The idea is simple: build a “StarChip”—a gram-scale nanocraft (roughly the size of a postage stamp) outfitted with miniaturized electronics, cameras, computers and power source—and hitch it to a lightweight “lightsail.” Then use a laser array, or “light beamer,” to accelerate the whole apparatus to something like 20% of the speed of light.
That’ll put you in the neighborhood of Proxima b in about 20 years from launch. Optimistically, the team is hoping for an “arrive-by” date of 2060; of course, this all depends on the progress of technology, which encompasses everything from miniaturized electronics and computers, lasers, battery technology, materials science, and really long-distance communications.
In the meantime, the Breakthrough Starshot team is making progress on other fronts. It’s not enough to just build an interstellar spacecraft; ideally, you want to know where to send the thing. And that’s why they’ve recently inked a deal with the European Southern Observatory to outfit the Very Large Telescope (VLT) with some potent instrumentation to scan the Alpha Centauri system for potentially habitable—or at least interesting—planets. Observations are expected to begin in 2019.
These questions are why the team wants to adapt the VLT to search for planets in the Alpha Centauri double-star system. Breakthrough Initiatives will pay to upgrade the telescope to make this search possible; they want to install an instrument module built by Kampf Telescope Optics on the VISIR (VLT Imager and Spectrometer for mid-Infrared), which will use adaptive optics to enhance the telescope’s ability to distinguish planetary signatures from the glare of their stars. A coronagraph (used to block stellar light), jointly developed by the University of Liège and Uppsala University, will also be rigged to further enhance the observatory’s ability to detect the tiny specks of planetary light.

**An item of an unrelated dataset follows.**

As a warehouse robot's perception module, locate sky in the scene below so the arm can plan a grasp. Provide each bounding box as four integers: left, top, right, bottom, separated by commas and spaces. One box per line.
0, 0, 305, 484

The objective for Breakthrough Starshot, in the coming decades, is to thoroughly examine the Alpha Centauri system while the technology for the “StarChip” nanocraft is in development. Hopefully, by the time the spacecraft are ready, the team will have compiled a serviceable map of our neighboring planetary system, and will be able to select a promising target and chart their probes an interesting flight plan decades in advance.
Shooting for the Stars
This is all heartening news for those who are longing for the time when humankind will finally reach out and touch the stars. Slow, quiet progress is being made by the Breakthrough Starshot program; and we can expect further advances in the many scientific and engineering disciplines the project subsumes.

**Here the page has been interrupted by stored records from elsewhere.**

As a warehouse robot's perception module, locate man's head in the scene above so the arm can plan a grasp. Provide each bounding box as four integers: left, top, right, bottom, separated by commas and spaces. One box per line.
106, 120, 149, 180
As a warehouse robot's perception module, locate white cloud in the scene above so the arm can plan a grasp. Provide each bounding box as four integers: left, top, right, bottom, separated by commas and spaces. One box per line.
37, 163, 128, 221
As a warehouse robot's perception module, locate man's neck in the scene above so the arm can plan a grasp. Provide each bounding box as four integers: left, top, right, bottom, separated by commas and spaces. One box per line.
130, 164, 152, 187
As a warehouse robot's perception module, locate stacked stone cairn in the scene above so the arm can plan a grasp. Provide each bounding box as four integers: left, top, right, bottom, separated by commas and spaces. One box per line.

We’ve finished the first, cursory exploration of our Solar System, and though there’s still much more to discover, our species—with characteristic restlessness and impatience—looks to further horizons. The Big Jump is the next logical step; we want to see what’s beyond that mountain range ahead, and we’re racing to do everything in our power to scale its loftiest peak and survey the undiscovered country it hides from sight.

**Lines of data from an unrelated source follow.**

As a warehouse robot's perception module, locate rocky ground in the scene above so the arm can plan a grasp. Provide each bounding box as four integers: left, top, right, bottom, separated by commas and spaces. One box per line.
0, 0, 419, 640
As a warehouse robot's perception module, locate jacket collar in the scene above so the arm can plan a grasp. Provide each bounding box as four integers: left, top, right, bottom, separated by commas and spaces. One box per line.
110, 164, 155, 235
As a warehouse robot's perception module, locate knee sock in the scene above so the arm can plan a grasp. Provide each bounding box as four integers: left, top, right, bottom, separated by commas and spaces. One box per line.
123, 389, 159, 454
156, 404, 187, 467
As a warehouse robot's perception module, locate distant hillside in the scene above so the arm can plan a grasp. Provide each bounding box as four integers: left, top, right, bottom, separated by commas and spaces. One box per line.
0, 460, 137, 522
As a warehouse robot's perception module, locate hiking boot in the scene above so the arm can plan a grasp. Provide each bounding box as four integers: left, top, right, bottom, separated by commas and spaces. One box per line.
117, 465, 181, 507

Of course, getting there—really, physically stepping out onto the soil of the planet of an alien sun—is the great dream, and some of our greatest minds have worked on the heady problem of how to build reasonable starships. Some of their ideas are fascinating and even plausible; some less so. Realistically, our technology is centuries away and at least one step up on the Kardashev scale from being able to send human beings even to nearby Proxima b. But that’s an estimation that recks very little of the notorious variable of human ingenuity; there’s just no telling what marvelous new technologies we might develop in the decades to come.
For the time being, we’ll have to content ourselves with tiny probes and—if we’re lucky—maybe a few grainy images of distant planets, pieced together with great effort from a faint signal trickling across 4 light-years.